I grew up with a lot of choices. I was able to decide what to do with my life, who to love, and how to act day-to-day. It wasn’t all that long ago, however, when I would not have had those rights as a woman in America.
Outrageous Acts and Everyday Rebellions is a great reflection on the struggles many before me have had to bear in order to make my liberties a reality. As interesting for me as the historical context of this book is the realization that many women, even in today’s society, still do not enjoy equality.

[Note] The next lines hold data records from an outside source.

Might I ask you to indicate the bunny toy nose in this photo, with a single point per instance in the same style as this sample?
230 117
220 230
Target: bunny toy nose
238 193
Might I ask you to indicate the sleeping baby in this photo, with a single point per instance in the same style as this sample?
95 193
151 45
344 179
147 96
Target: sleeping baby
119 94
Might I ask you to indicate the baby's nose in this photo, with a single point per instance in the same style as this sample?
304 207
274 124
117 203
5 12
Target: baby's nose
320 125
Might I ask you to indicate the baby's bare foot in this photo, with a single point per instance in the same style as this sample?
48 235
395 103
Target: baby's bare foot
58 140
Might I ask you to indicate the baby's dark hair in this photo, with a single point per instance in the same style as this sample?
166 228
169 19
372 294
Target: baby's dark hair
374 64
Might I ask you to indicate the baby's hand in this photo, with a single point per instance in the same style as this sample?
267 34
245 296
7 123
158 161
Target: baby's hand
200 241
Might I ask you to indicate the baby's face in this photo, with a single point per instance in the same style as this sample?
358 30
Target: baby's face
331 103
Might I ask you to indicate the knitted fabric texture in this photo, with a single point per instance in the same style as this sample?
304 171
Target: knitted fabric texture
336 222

Feminism is often treated as a bad word and used to evoke images of bra-burning radical women who shout loudly about reproductive rights and sexual freedom. Steinem eloquently points out with her essays that feminism is about much more. A feminist cares and will speak up about a wide range of issues dealing with equality. How does humankind treat each other? Is work valued equally (including work done inside the home) regardless of gender? Are those without means being treated fairly or being taken advantage of by those who are wealthy or powerful? These are just a few of the questions explored in Steinem’s collection of essays.

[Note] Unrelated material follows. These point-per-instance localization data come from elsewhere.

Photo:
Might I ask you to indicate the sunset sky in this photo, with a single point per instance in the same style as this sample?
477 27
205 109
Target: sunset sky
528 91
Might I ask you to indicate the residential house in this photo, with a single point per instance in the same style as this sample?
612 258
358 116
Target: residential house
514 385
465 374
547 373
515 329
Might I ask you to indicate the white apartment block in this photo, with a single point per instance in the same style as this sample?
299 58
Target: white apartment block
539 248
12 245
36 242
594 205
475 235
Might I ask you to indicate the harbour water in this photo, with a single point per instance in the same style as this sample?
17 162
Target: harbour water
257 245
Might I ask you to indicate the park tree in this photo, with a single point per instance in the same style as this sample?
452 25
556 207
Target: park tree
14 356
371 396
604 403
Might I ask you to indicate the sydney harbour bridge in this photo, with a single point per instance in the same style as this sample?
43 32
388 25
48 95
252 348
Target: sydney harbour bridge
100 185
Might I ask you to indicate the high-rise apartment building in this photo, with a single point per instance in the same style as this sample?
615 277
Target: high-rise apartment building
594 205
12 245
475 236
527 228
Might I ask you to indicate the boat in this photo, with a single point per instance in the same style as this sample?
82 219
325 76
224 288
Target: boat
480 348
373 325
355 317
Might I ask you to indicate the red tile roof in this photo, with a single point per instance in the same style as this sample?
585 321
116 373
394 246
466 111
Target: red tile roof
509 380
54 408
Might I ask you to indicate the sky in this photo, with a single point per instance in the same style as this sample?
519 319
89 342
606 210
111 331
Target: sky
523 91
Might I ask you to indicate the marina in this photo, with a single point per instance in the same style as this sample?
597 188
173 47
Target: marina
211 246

This can be an emotional read. While I don’t agree with everything Steinem had to say or all the methods she used in getting her points across, I’m glad I read this book. One point I agree with Steinem completely about is that the history of feminism needs to be taught widely. Women and men alike need to know the past and how we tend to repeat the same mistakes over and over again–especially in regards to how we as humans treat each other. Equality will never happen if there aren’t people like Steinem to champion those who don’t have a voice.